— Даже сесть толком не сможешь, верно? — подхватил Бейкер, радуясь, что они уже прошли полпути.
Казалось, дождь никогда не кончится. Сверкающее синее море и такое же синее небо над зелеными холмами, пастельные краски Муонга за проливом, красные и черные корабли в бухте и желтые полоски пляжей к северу от городка — все это уже стало казаться сном, еще более смутным и призрачным, чем воспоминания о Ноттингеме.
В погожий денек одно удовольствие посидеть голым у рубки в плетеном кресле и позагорать, пока там какой-нибудь несчастный самолет надрывается, прося пеленг или метеосводку. Бывало, Брайн разжигал костер и поджаривал себе хлеб, а потом ел его с сардинами, достав баночку из бесконечных запасов в продуктовом ящике. Как-то он дал несколько баночек китайцу, который обрабатывал рисовое поле возле рубки, погоняя быка, запряженного в соху, и он преглупо себя чувствовал, когда китаец начал его благодарить и кланялся чуть не десять раз кряду. «Хуже нет, когда такой вот безграмотной скотине добро сделаешь; у него просто в голове не укладывается, что все мы равны. Мими говорит, что они в пояс кланяются, вместо того чтобы руку пожать». Беспрерывный шум дождя был сейчас единственной реальностью: плотный кокон воды окутывал мозг и весь окружающий мир.
Из кузова грузовика видна была рубка — маленький темный кубик посреди огромного серого квадрата воды. Потом она исчезла из виду, и грузовик с ревом помчался по взлетной дорожке, разгоняясь, словно самолет. Он, Брайн, сейчас такой мокрый и голодный, что сперва почистится как следует и пойдет в столовую, выдует там крепкого пива столько, сколько в него влезет. А через день или два увидится с Мими.
Бейкер толкнул его в бок.
— Ты заснул, — сказал он.
13
Свернув с шоссе (хотя здесь висит объявление: «За этой чертой — запретная зона для союзных войск»), сразу вырываешься из назойливых объятий огней и шума транспорта, попадаешь под сень пальмовой рощи. Узкая дорога изрыта колеями, и тени деревьев, растущих по обе ее стороны, сплетаются на середине. Каждый раз, сворачивая с шоссе, Брайн чувствовал себя преступником, решившимся совершить что-то отчаянное и непоправимое, хотя на самом деле он всего-навсего отправлялся повидать Мими. Шагая по дороге, он рисовал себе образ Мими где-то там, за стеной мрака, за мерцанием светлячков, которые время от времени вспыхивали перед ним по два сразу, а когда он подходил ближе, словно выключали свои лампочки. Ночная тьма надежно скрывала их, пока не минует опасность, а потом можно было снова зажечь свои огоньки; в общем, светлячки неплохо разбирались в правилах маскировки.

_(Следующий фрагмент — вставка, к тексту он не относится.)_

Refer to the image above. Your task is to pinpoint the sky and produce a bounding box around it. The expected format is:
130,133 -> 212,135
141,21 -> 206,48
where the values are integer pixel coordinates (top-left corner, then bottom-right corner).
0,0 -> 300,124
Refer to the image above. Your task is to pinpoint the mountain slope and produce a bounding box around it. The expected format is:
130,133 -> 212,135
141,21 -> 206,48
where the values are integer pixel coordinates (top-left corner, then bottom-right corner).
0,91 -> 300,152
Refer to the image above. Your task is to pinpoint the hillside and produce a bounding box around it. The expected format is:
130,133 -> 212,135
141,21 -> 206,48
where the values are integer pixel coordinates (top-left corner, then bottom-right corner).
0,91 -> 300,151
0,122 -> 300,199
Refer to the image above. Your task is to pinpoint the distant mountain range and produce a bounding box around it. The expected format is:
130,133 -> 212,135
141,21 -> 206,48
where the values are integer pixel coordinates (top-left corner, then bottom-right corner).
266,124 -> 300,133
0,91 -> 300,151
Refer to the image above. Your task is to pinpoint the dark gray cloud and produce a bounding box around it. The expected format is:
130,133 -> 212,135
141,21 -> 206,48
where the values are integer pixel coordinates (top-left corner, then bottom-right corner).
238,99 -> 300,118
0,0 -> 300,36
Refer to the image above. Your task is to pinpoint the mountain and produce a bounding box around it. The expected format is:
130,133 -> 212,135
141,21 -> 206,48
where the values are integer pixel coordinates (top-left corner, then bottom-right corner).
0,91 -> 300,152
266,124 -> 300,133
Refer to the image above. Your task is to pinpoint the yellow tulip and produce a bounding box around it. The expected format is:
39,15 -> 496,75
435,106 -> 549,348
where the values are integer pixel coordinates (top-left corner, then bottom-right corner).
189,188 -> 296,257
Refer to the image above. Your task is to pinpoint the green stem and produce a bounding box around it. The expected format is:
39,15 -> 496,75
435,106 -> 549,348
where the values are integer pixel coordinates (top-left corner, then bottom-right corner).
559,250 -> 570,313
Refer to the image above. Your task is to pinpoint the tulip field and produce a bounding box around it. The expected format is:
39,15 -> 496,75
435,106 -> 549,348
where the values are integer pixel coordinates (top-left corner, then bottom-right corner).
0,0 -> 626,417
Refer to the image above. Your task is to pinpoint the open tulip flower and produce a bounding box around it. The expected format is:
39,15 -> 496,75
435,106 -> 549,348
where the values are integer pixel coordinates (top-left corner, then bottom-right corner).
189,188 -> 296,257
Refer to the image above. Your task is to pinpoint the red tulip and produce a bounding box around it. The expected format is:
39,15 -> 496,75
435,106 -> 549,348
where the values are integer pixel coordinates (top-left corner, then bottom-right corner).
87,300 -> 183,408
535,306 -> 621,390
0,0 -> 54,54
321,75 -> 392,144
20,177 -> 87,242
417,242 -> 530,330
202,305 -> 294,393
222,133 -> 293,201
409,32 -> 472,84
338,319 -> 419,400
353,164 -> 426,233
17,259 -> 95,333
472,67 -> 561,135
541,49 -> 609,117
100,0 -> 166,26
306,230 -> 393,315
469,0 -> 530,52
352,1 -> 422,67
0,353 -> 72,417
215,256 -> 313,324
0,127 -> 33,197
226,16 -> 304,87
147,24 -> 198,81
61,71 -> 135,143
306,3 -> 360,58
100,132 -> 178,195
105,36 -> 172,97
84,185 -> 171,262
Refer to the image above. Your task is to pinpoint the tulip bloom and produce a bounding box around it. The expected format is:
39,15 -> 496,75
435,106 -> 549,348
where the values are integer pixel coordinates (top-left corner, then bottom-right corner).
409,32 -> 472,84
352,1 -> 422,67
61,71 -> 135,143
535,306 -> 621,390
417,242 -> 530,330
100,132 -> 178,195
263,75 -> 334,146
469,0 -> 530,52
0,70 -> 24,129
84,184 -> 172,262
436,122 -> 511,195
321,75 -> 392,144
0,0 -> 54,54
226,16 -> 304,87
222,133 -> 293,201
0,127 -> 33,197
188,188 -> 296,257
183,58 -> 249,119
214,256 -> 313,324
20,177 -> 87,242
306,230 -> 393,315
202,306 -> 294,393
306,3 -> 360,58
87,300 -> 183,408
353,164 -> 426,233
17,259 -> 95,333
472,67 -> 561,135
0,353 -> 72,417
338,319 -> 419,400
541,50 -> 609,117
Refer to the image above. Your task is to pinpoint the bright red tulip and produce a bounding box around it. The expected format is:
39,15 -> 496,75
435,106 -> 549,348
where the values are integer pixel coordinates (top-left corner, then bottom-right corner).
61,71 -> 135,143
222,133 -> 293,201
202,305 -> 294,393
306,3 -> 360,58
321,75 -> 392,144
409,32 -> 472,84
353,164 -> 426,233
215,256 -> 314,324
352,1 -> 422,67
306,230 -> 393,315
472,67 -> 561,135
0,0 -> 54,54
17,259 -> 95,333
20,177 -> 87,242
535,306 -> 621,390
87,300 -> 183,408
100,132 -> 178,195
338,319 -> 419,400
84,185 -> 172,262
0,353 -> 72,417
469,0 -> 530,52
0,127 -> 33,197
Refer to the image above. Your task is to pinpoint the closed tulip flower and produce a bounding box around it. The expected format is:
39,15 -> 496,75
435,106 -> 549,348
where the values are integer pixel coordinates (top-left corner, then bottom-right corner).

Он представлял себе Мими в голубом кимоно, вот она сидит у тростникового столика и прихорашивается в ожидании его прихода. А может быть, она в пижаме и пустым взглядом смотрит в зеркало на этот желто-зеленый мираж, на свое маленькое личико и плавно двигающиеся изящные ручки. Когда ее не было рядом, он не мог ясно представить себе ее черты, образ ее ускользал, туманился, издеваясь над бессилием памяти. Так бывало часто и с другими воспоминаниями. Когда, возвращаясь после дежурства, он видел лагерь — два десятка длинных бараков, угловатых и гладких, обсаженных тонкоствольными пальмами, — то аэродром и радиорубка, которые он покинул всего каких-нибудь полчаса назад, стирались в памяти, и он уже не мог бы описать взлетную дорожку или рубку, маячившие на солнцепеке в сонных просторах раскаленного поля. Да, в разлуке сердце смягчается и тает, потому что память обманывает тебя. Все далекое и недосягаемое, таящееся в прошлом или будущем, всегда привлекательнее того, что перед глазами, и становится еще призрачнее, когда пытаешься, настроив глаз, как антенну, разобрать эти туманные очертания. Он не мог, например, как ни старался, припомнить некоторые улицы Ноттингема, знакомые лица, а потом вдруг они с необычайной ясностью возникали перед ним, когда он меньше всего ждал этого, так ясно, что однажды, отстукивая срочную радиограмму, он вдруг перестал работать и, хотя самолет ждал в воздухе, сидел неподвижно, пока видение не рассеялось. Из-за этих наваждений он перестал доверять своей памяти.